Contrary to the plaintiffs’ contention, the length of the demands for bills of particulars did not, in and of itself, make the demands oppressive or burdensome, especially in light of the length and generality of the complaint (see Singh v. Kalish, 153 A.D.2d 621, 624, 544 N.Y.S.2d 654 ; Malan Constr. Corp. v. Allis–Chalmers Mfg. Co., 35 A.D.2d 788, 788–789, 315 N.Y.S.2d 258 ). Further, to the extent that the defendants’ demands sought amplification of the complaint, they were proper (see Singh v. Kalish, 153 A.D.2d at 624, 544 N.Y.S.2d 654 ; Malan Constr. Corp. v. Allis–Chalmers Mfg. Co., 35 A.D.2d at 788–789, 315 N.Y.S.2d 258 ).
The Supreme Court also properly rejected the plaintiffs’ proffered justification that they could not respond to the defendants’ demands without the defendants’ production of the plaintiffs’ files. Although this Court recognized in a prior determination of appeals in this action that certain facts essential for the plaintiffs to make more specific allegations were in the possession of the defendants (see Gorbatov v. Tsirelman, 155 A.D.3d 836, 839, 65 N.Y.S.3d 71 ), the plaintiffs failed to demand such discovery until September 2018—almost a year after this Court issued that determination and months after the defendants had filed their separate motions, inter alia, to strike the complaint. The plaintiffs’ demand was made more than two years after the Tsirelman defendants’ demands, more than three years after Kucherovsky's demands, and months after the issuance of the January 2018 and May 2018 orders directing compliance with the defendants’ demands. Moreover, the plaintiffs never moved to compel the disclosure and did not provide the defendants with any documentary disclosure at all.
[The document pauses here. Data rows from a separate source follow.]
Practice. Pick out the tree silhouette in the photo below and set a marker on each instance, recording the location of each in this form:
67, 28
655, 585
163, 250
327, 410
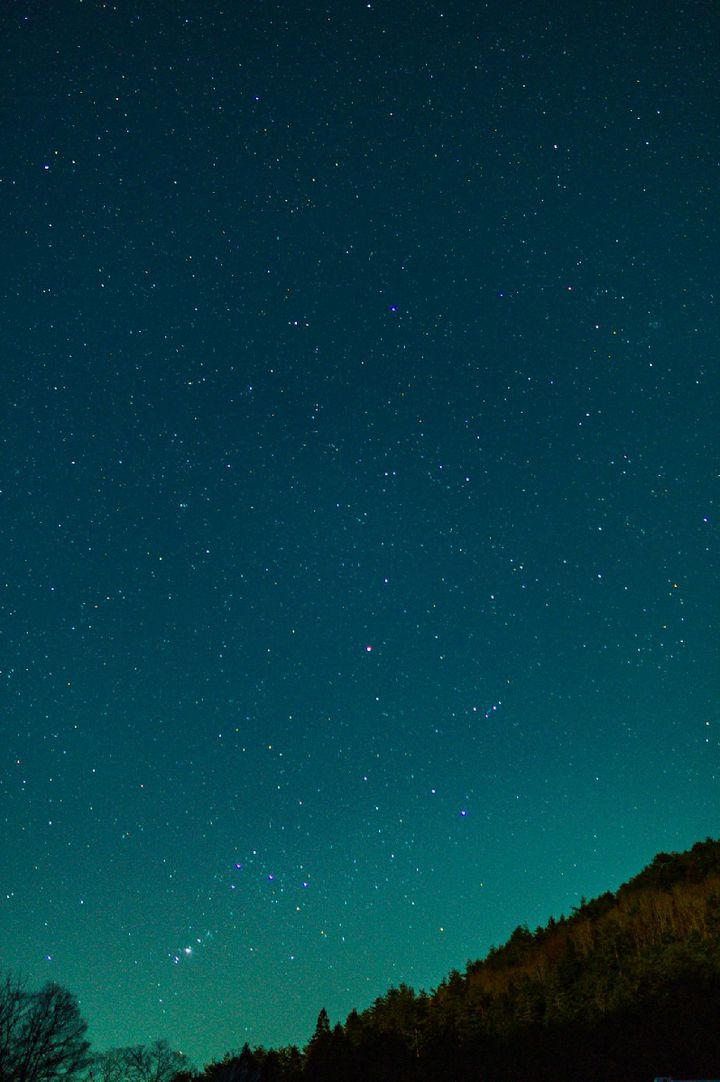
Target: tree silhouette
41, 1034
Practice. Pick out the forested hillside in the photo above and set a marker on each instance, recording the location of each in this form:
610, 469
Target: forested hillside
625, 988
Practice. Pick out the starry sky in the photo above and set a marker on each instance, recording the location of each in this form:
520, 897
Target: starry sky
358, 459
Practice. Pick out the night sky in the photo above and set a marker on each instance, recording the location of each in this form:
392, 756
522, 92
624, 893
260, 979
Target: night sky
358, 451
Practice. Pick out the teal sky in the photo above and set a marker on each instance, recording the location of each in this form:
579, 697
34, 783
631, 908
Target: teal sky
358, 512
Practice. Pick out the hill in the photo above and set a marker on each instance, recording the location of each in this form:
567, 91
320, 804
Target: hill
626, 988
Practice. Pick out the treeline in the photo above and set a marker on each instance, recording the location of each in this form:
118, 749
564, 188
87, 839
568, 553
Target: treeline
626, 988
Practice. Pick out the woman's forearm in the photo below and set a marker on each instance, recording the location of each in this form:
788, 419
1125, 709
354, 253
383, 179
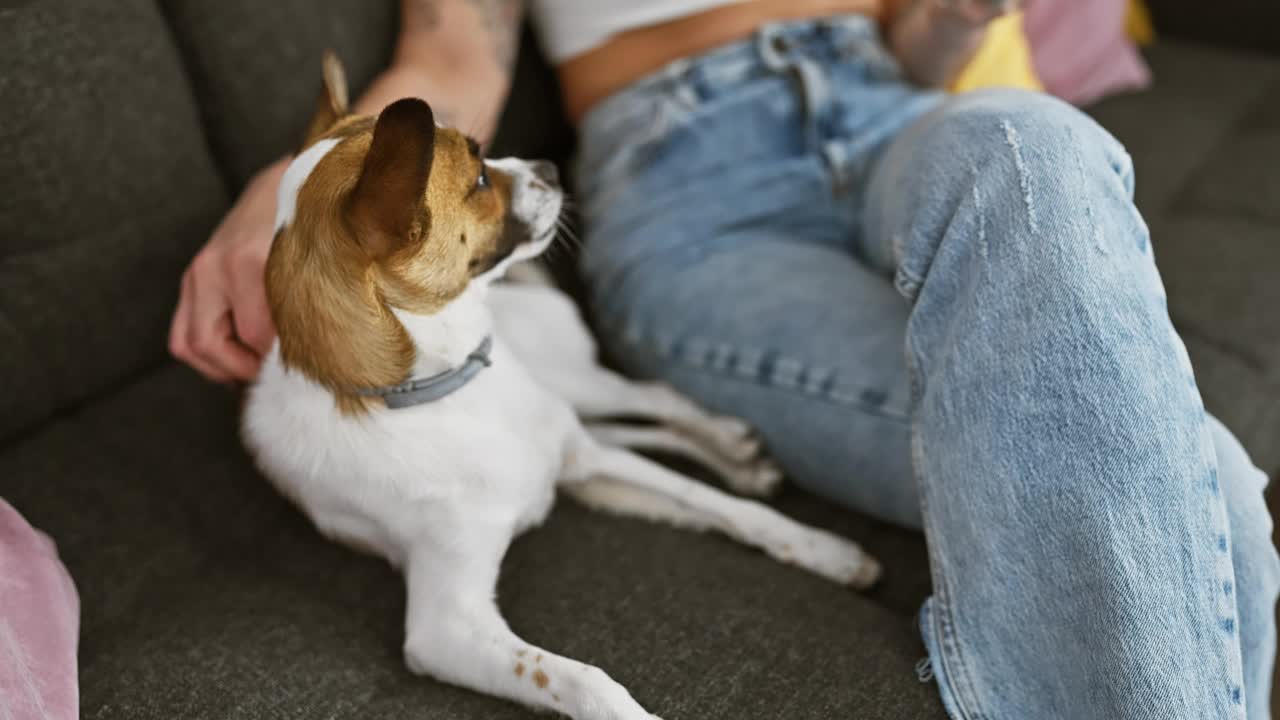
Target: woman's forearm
455, 54
936, 39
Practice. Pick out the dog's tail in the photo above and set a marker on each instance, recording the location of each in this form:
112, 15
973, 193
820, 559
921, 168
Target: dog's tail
530, 273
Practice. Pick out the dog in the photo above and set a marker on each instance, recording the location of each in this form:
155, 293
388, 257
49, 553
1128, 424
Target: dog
417, 409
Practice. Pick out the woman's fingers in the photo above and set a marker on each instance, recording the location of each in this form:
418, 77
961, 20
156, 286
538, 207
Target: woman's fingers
210, 335
179, 335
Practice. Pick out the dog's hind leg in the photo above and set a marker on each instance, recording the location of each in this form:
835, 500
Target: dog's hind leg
689, 502
758, 478
455, 632
602, 393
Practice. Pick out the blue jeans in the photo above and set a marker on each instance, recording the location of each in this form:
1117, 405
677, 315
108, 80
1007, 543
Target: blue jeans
945, 313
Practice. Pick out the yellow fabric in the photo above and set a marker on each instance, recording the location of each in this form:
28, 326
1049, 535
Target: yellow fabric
1138, 23
1005, 55
1002, 60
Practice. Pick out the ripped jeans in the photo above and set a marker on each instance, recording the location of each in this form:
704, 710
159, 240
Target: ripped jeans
945, 311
Under these circumstances, the Supreme Court providently exercised its discretion in granting those branches of the defendants’ motions which were to strike the complaint (see Sparakis v. Gozzer Corp., 177 A.D.3d at 1012–1013, 113 N.Y.S.3d 272 ; Williams v. Suttle, 168 A.D.3d at 793–794, 91 N.Y.S.3d 447 ).
DILLON, J.P., DUFFY, MALTESE and GENOVESI, JJ., concur.